Picture the phrase "man's best friend," and it might look something like this:
It’s the Fourth of July. Dallas guy Todd Boyce sports stars-and-stripes socks while his 4-year-old redbone coonhound, Guidry, wears an American flag bandana around his neck. Todd saves a piece of meat from his plate of chicken and waffles and feeds it to Guidry -- after he performs a paw-five, of course.
The pooch is named after former Yankees player Ron Guidry, but his human also refers to him as “homeslice.”

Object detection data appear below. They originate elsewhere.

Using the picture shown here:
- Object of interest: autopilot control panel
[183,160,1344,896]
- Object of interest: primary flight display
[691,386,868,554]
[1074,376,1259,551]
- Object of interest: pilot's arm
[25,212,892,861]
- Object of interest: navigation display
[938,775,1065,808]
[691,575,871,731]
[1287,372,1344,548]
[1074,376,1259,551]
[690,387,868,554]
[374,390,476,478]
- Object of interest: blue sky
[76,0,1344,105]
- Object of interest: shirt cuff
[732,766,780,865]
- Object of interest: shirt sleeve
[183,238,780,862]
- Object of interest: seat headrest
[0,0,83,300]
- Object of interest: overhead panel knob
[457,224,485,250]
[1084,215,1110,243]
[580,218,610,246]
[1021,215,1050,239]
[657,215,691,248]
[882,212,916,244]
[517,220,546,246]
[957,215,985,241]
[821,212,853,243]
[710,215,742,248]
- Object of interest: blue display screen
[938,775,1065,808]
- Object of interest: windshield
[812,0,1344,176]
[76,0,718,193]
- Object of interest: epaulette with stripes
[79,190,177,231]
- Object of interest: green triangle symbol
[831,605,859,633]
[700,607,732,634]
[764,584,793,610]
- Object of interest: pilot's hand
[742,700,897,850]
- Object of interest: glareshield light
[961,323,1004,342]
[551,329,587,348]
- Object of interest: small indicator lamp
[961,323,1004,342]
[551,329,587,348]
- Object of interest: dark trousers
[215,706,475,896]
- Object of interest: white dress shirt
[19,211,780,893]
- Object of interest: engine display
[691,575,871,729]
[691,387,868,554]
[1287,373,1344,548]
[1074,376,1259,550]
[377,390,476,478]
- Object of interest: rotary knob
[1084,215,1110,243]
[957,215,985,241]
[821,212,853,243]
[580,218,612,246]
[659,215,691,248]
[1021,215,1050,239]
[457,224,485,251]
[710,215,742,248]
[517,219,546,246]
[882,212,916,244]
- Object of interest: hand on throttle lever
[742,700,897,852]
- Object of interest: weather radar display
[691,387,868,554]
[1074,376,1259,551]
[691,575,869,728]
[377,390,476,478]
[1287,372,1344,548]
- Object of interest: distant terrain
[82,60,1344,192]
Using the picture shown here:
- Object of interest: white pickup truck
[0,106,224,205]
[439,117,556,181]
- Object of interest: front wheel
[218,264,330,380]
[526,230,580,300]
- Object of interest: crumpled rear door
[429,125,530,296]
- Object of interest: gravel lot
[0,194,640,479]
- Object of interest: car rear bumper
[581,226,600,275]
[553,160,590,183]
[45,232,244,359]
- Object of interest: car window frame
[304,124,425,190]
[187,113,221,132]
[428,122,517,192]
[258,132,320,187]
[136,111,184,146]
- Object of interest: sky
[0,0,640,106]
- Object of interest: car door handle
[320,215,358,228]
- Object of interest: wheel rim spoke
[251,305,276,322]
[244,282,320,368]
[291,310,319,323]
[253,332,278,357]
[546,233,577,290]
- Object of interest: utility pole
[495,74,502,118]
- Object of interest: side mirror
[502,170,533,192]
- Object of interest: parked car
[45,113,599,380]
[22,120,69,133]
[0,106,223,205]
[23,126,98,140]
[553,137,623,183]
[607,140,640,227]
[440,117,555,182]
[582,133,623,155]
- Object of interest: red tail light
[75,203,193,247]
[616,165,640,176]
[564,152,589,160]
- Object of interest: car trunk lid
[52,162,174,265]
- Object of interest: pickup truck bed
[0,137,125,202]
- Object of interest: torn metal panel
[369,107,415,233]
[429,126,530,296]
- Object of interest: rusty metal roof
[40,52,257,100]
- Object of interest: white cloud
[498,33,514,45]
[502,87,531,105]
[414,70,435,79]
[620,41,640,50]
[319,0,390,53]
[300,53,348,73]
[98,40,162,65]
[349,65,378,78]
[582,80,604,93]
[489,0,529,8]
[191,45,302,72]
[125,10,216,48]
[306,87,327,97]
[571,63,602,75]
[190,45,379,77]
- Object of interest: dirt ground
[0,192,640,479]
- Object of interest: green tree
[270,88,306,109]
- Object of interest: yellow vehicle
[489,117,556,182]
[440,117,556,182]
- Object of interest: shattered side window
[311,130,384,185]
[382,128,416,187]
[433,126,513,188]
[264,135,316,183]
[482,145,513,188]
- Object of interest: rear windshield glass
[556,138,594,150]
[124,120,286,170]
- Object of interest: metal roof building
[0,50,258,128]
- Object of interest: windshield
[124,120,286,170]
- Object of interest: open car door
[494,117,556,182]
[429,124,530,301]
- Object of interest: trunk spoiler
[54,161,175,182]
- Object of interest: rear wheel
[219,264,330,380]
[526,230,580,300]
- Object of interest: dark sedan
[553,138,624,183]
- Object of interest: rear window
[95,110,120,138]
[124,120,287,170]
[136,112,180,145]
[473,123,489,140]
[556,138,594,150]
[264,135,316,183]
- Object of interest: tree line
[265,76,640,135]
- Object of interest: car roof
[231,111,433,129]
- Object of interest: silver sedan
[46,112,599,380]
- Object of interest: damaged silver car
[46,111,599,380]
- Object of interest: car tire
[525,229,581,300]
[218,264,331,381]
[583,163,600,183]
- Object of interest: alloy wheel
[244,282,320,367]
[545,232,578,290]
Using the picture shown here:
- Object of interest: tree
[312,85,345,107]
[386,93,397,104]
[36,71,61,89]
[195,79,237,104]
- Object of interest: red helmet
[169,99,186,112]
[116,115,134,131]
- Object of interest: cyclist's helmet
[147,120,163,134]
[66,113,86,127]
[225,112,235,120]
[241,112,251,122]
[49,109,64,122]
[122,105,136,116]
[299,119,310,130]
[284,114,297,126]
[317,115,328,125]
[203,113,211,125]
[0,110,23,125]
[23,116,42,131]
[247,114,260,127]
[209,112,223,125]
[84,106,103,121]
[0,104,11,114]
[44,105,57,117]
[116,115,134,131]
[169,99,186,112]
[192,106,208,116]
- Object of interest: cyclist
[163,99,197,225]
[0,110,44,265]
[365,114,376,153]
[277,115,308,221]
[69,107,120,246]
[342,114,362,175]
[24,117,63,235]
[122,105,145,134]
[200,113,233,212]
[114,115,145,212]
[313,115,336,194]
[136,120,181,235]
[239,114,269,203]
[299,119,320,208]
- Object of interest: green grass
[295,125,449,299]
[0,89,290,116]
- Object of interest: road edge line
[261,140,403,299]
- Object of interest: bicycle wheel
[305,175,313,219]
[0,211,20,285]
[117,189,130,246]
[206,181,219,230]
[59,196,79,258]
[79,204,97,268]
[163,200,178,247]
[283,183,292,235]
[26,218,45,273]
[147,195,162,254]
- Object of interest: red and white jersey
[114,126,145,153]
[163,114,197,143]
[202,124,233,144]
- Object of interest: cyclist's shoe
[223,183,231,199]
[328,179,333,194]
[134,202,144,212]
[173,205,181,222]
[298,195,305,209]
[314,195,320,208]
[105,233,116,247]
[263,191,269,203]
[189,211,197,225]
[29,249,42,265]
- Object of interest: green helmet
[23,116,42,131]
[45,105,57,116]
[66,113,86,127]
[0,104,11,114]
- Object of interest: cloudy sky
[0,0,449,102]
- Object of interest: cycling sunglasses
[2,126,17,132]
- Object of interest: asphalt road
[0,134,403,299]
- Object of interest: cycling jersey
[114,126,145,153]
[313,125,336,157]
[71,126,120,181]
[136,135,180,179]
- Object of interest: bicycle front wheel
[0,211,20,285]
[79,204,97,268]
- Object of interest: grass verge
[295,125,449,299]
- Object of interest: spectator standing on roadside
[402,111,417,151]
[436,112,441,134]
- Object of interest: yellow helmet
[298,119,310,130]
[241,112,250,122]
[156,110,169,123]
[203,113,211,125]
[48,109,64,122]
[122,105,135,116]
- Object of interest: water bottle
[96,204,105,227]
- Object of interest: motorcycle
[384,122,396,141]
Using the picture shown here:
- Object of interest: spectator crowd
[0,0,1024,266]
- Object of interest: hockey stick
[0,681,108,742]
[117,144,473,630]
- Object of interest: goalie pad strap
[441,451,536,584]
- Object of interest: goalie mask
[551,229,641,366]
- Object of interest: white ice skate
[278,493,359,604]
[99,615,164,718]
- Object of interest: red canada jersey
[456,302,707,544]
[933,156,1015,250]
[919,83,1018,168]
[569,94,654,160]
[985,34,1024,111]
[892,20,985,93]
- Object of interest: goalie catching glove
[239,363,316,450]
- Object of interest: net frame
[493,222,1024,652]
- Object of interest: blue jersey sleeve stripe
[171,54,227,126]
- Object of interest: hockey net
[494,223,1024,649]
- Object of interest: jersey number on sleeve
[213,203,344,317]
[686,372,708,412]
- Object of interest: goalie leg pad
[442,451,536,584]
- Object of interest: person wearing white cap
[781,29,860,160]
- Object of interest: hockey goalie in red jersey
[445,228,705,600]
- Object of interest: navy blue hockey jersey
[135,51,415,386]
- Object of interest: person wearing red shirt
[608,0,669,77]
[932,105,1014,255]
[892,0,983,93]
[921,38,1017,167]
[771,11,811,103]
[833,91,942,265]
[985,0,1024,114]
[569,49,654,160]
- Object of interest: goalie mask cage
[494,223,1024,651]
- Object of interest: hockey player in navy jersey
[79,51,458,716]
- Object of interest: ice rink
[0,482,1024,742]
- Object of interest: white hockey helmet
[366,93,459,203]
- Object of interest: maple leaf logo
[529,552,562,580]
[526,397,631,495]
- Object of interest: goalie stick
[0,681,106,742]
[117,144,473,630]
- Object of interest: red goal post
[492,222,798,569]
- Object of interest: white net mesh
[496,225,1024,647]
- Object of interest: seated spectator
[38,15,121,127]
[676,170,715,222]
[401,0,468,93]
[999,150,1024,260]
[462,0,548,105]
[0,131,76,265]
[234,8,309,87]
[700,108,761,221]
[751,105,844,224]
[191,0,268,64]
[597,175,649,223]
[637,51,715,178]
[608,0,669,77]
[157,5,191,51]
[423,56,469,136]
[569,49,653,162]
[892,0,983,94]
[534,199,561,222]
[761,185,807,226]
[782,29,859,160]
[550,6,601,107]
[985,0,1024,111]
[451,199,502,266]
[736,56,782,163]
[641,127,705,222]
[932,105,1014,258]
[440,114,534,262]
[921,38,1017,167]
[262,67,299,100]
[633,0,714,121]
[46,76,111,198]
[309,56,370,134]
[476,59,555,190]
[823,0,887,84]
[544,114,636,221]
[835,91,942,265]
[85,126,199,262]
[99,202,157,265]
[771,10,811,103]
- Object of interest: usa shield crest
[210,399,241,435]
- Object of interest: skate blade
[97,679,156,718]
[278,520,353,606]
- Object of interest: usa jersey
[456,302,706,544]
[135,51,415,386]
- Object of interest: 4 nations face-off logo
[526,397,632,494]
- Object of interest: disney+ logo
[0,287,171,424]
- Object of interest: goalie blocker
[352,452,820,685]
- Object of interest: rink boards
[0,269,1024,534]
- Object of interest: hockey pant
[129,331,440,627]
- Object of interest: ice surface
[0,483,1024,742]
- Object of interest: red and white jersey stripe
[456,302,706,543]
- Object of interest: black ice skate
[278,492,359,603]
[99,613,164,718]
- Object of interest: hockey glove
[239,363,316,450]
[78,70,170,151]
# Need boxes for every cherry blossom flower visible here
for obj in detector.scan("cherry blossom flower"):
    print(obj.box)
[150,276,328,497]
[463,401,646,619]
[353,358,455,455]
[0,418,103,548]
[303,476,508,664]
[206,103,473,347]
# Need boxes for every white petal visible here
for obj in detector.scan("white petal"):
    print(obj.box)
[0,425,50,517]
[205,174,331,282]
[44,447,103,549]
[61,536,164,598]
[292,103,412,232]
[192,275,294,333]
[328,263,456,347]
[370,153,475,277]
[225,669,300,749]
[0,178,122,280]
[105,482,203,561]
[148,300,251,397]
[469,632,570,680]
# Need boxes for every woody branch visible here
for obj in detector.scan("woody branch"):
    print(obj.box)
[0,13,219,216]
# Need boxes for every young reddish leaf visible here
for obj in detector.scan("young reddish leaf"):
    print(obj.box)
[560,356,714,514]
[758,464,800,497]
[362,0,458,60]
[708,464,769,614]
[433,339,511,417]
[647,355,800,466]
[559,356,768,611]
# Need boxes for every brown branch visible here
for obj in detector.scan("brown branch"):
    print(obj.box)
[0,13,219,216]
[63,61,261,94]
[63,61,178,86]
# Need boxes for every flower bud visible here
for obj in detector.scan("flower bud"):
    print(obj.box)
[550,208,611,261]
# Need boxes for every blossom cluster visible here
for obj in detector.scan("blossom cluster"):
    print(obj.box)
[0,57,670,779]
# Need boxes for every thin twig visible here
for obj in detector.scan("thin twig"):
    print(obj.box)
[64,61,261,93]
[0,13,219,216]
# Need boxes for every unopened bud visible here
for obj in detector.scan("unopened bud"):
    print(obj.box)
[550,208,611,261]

In Guidry's Instagram profile picture, he's shown decked out in polarized sunglasses, heat-protectant boots and an evaporative cooling vest: truly, a cool dog. Another one of his unique features? He doesn’t bark. He bays, a howl-like sound emitted exclusively by hounds.
Boyce and Guidry are constantly exploring new spots around D-FW. Boyce straps Guidry into his safety harness in the back seat, and Guidry sticks his head out of the window, slobbering down the side of the truck. It’s not a rare sight to see; they get recognized almost every time they’re out together.
“He’s my buddy,” Boyce says. “I take him all over the place, and I just enjoy hanging out with my dog. I think the feeling's mutual. I wish he could speak English, but he certainly behaves as if the feeling were mutual.”
While Guidry’s face graces the Instagram feed delighting some 3,600 followers, he is also the face of Dog Friendly Alliance (DFA), an organization created by his human to compile a deeply detailed list of dog-friendly locations throughout the Metroplex. Boyce realized the need to address this issue after repeatedly taking Guidry places that claimed to be dog-friendly but didn’t have safety precautions like fans or cool concrete.
However, the main goal of DFA is community reintegration and socialization through emotional support and service dogs, primarily for veterans. Boyce is a Gulf War veteran, and Guidry is his emotional support dog. Twenty-percent of DFA’s revenue goes towards funding the training of emotional support and service dogs through the non-profit organizations Operation MUTT 22 and Canine Companions for Independence.
Being out on a patio with a dog is a form of emotional support, says Boyce, who is also an occupational therapist. Socializing in public helps veterans and others who might need emotional support “get back into society and realize there’s more to the world than all the stuff bouncing between [their] ears,” he says.
More photos of good boy Guidry
On DFA’s website, users can browse locations and events to attend with their dogs. They can also peep the list of DFA dogs with respectable D-FW followings, like Bill the Boston.
DFA's pack membership is open to all dogs for an annual fee ranging from $25 to $100 for titles including L'il Pup, Big Dog, Top Dog and Leader of the Pack. The membership comes with perks like discounts and a spot on the membership page. More importantly, the payment helps fund emotional support and service-dog training.
"[Guidry is] amazing, and he does alert Todd whenever Todd starts to get anxious," says Shannon Malooly, chief operations officer for DFA. "Guidry senses it, and he’ll come up and nudge him. He’s really quite an amazing animal."
In the future, Boyce plans to partner with even more local businesses and organizations to expand the inventory of their store, and, thus, funding for like-minded organizations.
Still, the growth of Guidry’s following and the organization has been an unpredictable journey. “It’s been a little bit like a pachinko ball,” Boyce says. “Which way is it gonna go now?”